AFAIK, "lox" came to English through Yiddish, which got the word from German. And in German, the vowel was always "a" not "o" (e.g. https://ia600301.us.archive.org/32/items/etymologisches00klu... traces the word to "lahs"), so the vowel quality and the final consonant appear to have changed.
In Australia I have never heard the term - we goyim would just refer to a smoked-salmon bagel.
It's a /k/ in all "-achs", e.g. "Dachs", "wachsen", "Flachs", exactly as in "bochs" the emulator (compare "boxen"), except across boundaries, e.g. "wachsam, wach-sam" (wakeful, at guard), or contractions, e.g. "[Meister seines].Faches/Fachs".

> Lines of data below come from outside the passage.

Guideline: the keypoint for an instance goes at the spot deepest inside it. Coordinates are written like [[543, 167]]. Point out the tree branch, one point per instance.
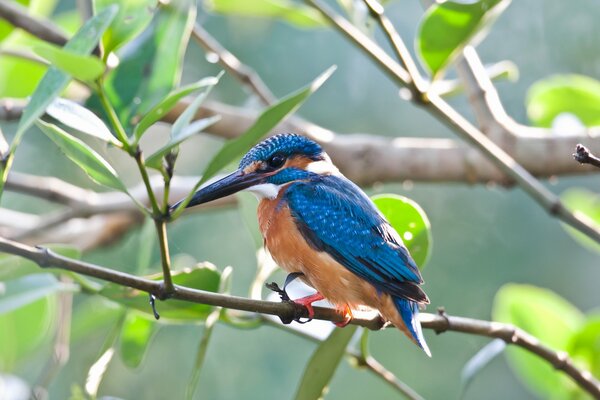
[[290, 311], [17, 15], [448, 115]]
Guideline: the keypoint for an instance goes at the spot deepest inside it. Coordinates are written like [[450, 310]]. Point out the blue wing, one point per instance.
[[335, 216]]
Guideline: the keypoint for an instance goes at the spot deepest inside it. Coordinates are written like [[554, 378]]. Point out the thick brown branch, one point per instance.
[[17, 15], [287, 311]]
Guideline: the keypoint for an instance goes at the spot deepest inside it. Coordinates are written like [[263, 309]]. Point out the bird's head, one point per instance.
[[268, 166]]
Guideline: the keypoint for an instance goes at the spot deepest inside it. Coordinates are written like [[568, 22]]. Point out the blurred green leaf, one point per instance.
[[575, 94], [211, 320], [155, 160], [136, 334], [323, 364], [24, 330], [81, 119], [585, 204], [203, 277], [446, 28], [150, 65], [411, 223], [54, 81], [167, 104], [584, 346], [132, 18], [83, 67], [12, 267], [85, 157], [480, 360], [296, 14], [263, 125], [20, 292], [548, 317]]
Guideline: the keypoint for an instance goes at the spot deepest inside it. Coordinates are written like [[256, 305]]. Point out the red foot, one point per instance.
[[347, 312], [307, 303]]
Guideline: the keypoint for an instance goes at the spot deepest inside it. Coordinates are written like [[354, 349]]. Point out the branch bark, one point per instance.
[[290, 311]]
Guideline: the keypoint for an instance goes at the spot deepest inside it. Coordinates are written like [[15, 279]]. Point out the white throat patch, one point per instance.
[[265, 190], [323, 167]]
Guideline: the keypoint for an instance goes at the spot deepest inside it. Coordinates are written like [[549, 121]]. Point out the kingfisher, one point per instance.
[[321, 227]]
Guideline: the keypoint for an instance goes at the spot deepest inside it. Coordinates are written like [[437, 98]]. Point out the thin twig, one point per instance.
[[290, 311], [246, 75], [584, 156], [448, 115], [18, 16]]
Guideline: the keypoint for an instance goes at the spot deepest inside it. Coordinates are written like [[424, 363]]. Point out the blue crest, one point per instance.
[[287, 144]]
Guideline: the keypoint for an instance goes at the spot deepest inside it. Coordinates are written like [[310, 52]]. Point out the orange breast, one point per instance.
[[291, 252]]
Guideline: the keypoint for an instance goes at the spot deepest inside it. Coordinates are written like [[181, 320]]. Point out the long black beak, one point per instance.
[[232, 183]]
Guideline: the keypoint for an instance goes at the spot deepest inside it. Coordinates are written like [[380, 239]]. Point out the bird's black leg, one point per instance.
[[284, 296], [153, 305]]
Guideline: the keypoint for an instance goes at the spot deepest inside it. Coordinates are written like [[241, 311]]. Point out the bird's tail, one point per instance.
[[409, 311]]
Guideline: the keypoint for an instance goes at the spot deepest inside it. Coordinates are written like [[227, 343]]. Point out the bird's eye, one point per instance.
[[276, 161]]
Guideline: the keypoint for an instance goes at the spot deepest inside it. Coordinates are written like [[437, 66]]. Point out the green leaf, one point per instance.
[[448, 27], [86, 68], [480, 360], [584, 346], [167, 104], [323, 363], [155, 160], [411, 223], [136, 334], [549, 318], [12, 267], [296, 14], [86, 158], [54, 81], [20, 292], [202, 277], [575, 94], [150, 66], [25, 329], [132, 18], [81, 119], [585, 204]]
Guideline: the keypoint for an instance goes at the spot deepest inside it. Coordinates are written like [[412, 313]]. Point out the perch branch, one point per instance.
[[465, 129], [289, 311], [17, 16]]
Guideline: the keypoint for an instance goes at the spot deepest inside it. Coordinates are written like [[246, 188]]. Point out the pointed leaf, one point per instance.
[[548, 317], [81, 154], [480, 361], [323, 363], [83, 67], [448, 27], [289, 11], [136, 334], [203, 277], [155, 160], [162, 108], [132, 18], [150, 65], [575, 94], [411, 223], [54, 81], [20, 292], [75, 116]]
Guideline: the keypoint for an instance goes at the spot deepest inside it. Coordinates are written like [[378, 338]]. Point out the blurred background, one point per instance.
[[484, 236]]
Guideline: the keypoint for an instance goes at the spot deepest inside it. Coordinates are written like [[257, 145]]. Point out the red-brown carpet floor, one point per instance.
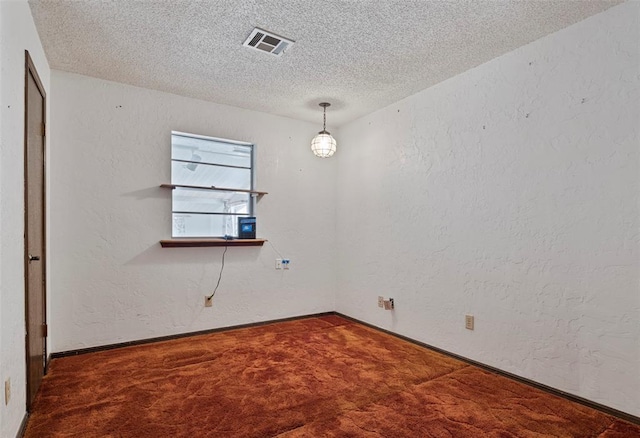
[[315, 377]]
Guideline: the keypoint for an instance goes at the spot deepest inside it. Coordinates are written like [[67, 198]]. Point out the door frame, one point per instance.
[[30, 70]]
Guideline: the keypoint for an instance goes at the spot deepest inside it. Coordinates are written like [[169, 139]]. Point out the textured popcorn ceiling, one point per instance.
[[359, 55]]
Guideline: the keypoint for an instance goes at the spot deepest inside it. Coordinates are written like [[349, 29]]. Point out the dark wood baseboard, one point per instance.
[[583, 401], [180, 335], [23, 425]]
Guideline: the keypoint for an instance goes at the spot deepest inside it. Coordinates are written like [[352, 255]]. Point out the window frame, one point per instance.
[[252, 193]]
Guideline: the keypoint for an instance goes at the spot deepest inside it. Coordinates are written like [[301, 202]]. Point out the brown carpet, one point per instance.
[[315, 377]]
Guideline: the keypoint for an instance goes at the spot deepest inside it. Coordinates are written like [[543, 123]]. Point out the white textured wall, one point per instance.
[[111, 280], [509, 192], [17, 34]]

although... if the language "Tocharian B" is extinct, how can we know its pronunciation? There must be a way, but I can't fathom it myself.
Speakers of Danish, Norwegian and Swedish can usually talk to eachother without major issues although the kids seem to be preferring to speak English nowadays.
Spoken Icelandic or Faraoese on the other hand? I usually manage to get a single word or phrase. The rest is gibberish.
The letter changed, but the pronunciation didn't - hence "not changed in sound". German "a" == English (short) "o".
You could go to the Eurasian steps in 3000 BC and ask for lox and they will know exactly what you mean.